I pesci nel pantano

Raccontata dai media fa (quasi) sorridere, vista in televisione fa venire i brividi, (non) commentata da Fratelli d’Italia fa ribrezzo.

Mi riferisco all’adunata fascista del 07 gennaio scorso in ricordo della Strage di Acca Larenzia: il pluriomicidio a sfondo politico avvenuto a Roma il 7 gennaio 1978, ad opera di un gruppo armato afferente alla sinistra, nel quale furono uccisi due giovani attivisti di destra appartenenti al Fronte della Gioventù, Franco Bigonzetti e Francesco Ciavatta, assassinati davanti alla sede del Movimento Sociale Italiano in via Acca Larenzia, nel quartiere Tuscolano. A tali fatti è strettamente legata la morte di un terzo attivista della destra sociale, Stefano Recchioni, ucciso qualche ora dopo negli scontri con le forze dell’ordine avvenuti durante una manifestazione di protesta organizzata sul luogo stesso dell’agguato. L’agguato, rivendicato dai Nuclei armati per il contropotere territoriale, contribuì a una degenerazione della violenza politica e dell’odio ideologico tra le opposte fazioni estremiste negli anni di piombo, oltre che al mantenimento di uno stato di tensione caratteristico della prima repubblica. (da Wikipedia)

Non si discute il diritto di commemorare le vittime di questo fatto di violenza politica. Si discute il modo, vale a dire una vera e propria apologia del partito fascista, peraltro espressamente vietata dalla legge. La polizia, come al solito, non è intervenuta, la magistratura forse interverrà. Non è questo però l’aspetto principale dell’inaccettabile evento politico. Stupisce il clima di omertosa indifferenza antistorica entro cui si stanno ringalluzzendo le manifestazioni di estremismo neofascista.

Quando a scuola arriva un insegnante supplente, che dimostra di non avere padronanza della materia, capacità di guidare la classe e volontà di affrontare la situazione, gli alunni si scatenano, fiutano l’aria permissiva e si lasciano andare alla più sfrenata indisciplina. Sta succedendo così con la supplente Giorgia Meloni al governo del Paese, di cui non può incarnare lo spirito antifascista, resistenziale e costituzionale, perché ha studiato e vissuto un’altra materia, quella del neofascismo o del postfascismo di Giorgio Almirante e c.

I nostalgici lo hanno capito e si comportano di conseguenza, si sentono in libera uscita e sfogano i loro istinti antistorici con rinvigorita sfacciataggine, sicuri di una sorta di impunità etico-culturale, di tacita simpatia politica e di silenzio giudiziario.

È perfettamente inutile chiedere a Giorgia Meloni di condannare queste manifestazioni neofasciste: la botte dà il vino che ha e nella botte meloniana non c’è vino antifascista. Il suo alleato forzista fa i salti mortali per distinguersi, ma lo fa con tale imbarazzo e goffaggine da rendere ancora più viziata l’aria democratica. Matteo Salvini ha ben altro da farsi perdonare e quindi lascia fare.
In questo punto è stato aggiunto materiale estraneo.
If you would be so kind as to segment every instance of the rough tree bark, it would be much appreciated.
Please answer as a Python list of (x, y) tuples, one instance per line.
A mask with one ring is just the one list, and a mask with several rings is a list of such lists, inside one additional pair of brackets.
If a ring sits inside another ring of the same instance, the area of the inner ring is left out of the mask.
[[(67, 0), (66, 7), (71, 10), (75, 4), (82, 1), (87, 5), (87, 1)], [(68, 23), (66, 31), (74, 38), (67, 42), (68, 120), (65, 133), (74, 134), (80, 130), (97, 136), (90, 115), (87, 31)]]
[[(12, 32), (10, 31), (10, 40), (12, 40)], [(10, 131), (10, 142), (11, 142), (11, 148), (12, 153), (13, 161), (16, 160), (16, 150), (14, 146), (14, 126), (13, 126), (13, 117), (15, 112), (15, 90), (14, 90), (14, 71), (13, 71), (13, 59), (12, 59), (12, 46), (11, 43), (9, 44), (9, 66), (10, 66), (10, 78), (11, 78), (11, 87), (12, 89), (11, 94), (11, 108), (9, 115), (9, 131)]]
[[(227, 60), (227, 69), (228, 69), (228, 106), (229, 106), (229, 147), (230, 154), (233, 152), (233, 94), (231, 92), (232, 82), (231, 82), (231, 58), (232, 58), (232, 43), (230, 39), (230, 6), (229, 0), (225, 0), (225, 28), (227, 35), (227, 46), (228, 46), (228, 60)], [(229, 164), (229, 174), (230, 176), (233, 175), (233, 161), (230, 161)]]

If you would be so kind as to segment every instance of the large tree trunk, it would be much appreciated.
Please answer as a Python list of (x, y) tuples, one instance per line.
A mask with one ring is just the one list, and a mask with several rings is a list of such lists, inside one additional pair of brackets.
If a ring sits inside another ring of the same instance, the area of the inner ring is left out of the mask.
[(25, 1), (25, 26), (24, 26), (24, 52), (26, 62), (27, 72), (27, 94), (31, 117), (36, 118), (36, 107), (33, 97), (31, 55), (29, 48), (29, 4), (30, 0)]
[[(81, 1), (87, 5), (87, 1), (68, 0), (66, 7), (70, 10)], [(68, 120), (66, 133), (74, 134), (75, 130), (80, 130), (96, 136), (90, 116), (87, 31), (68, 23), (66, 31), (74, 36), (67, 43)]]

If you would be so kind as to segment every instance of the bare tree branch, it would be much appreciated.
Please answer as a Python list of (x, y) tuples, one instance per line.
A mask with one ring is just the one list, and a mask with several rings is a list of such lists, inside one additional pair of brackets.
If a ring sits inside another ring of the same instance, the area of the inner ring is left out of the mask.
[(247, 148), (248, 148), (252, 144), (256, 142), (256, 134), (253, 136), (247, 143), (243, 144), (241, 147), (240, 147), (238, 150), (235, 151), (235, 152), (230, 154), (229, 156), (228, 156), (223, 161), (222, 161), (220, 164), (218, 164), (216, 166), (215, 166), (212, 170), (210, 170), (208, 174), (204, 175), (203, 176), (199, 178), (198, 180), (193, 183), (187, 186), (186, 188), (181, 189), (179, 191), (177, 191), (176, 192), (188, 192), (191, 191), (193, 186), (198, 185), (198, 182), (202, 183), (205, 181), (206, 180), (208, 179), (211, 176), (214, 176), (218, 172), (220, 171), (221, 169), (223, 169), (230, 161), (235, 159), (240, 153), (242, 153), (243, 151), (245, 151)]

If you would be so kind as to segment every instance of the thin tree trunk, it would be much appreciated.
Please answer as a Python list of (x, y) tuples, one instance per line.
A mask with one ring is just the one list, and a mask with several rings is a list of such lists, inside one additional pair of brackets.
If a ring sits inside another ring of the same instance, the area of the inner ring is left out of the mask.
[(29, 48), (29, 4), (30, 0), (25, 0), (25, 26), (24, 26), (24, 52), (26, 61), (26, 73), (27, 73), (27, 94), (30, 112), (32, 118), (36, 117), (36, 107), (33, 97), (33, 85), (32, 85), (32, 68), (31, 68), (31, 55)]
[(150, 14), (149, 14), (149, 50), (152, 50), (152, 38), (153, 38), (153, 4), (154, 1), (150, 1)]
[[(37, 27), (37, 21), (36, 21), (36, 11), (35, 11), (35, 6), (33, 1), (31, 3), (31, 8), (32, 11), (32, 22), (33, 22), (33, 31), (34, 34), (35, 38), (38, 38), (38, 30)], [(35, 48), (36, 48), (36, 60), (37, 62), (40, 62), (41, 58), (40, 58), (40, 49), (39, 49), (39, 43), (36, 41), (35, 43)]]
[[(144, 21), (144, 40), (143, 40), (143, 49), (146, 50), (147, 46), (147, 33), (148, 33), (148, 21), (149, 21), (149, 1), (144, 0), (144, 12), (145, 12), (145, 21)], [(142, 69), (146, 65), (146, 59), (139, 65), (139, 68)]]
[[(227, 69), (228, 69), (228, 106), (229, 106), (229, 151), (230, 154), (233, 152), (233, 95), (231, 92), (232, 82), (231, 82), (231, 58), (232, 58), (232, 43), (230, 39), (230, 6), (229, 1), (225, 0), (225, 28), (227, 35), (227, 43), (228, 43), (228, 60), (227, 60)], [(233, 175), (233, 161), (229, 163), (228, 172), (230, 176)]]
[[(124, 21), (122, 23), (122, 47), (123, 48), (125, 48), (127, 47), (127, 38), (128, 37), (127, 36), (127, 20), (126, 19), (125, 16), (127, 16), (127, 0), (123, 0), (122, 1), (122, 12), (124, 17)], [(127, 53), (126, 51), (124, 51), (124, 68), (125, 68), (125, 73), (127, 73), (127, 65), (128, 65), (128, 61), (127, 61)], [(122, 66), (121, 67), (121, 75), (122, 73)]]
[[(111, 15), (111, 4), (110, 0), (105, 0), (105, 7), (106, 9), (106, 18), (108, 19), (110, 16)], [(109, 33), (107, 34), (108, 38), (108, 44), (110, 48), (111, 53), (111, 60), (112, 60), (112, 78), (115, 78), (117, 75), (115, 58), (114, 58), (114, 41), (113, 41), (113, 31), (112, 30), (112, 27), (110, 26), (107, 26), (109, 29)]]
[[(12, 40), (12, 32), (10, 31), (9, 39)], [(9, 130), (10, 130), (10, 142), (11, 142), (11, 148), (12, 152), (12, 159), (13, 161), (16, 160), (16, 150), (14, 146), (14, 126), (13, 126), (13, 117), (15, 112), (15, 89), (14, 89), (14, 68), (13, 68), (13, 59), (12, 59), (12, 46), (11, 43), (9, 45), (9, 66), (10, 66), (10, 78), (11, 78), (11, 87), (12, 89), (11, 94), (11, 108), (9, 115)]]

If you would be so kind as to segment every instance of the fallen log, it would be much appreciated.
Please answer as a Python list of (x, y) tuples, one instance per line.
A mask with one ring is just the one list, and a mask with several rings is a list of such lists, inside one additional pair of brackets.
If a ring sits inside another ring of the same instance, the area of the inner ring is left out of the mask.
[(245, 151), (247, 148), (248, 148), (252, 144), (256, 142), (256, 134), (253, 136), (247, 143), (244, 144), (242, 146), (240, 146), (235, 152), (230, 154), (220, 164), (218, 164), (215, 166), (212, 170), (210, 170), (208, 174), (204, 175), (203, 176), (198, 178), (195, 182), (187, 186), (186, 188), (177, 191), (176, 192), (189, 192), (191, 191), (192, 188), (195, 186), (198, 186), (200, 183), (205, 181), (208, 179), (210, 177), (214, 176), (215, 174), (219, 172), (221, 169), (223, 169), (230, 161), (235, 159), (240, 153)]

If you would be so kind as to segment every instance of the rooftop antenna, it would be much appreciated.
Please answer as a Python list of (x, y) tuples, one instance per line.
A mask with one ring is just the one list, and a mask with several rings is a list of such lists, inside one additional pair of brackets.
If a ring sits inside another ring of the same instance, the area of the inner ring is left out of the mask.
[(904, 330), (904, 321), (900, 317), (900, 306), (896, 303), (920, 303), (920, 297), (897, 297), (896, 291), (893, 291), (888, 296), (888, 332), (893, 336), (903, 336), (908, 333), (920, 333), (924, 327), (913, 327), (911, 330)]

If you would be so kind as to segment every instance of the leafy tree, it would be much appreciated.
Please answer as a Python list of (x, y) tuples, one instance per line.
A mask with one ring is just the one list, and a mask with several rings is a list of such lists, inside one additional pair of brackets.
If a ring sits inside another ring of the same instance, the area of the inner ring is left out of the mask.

L’opposizione di sinistra dovrebbe impegnarsi a dimostrare che il neofascismo è nel DNA meloniano, non tanto partendo dalle vergognose pagliacciate di cui sopra, ma dai contenuti di un’azione di governo, che rispecchiano fedelmente l’eredità accettata senza beneficio d’inventario e trasfusa, furbescamente ma scopertamente, nella strategia e nelle tattiche adottate in senso corporativo, populista e sovranista.

L’argomento snobistico dell’antifascismo che non tira voti può avere un fondo di verità, se l’antifascismo rimane un puro marchio elettorale. Se invece diventa la cartina di tornasole per distinguere nei fatti la politica di destra da quella di sinistra, è tutto da recuperare a livello di metodo e di metro di giudizio.

In conclusione, le manifestazioni di stampo fascista, che stanno prendendo ancor più piede rispetto al passato, sono, senza alcun dubbio, gravi per loro stesse, ma soprattutto sono sintomo di un malessere storico che ci sta avvolgendo: l’acqua del pantano politico non è inquinata dai pesci che vi nuotano, ma dagli acquacoltori che li curano, li mantengono in salute e li alimentano.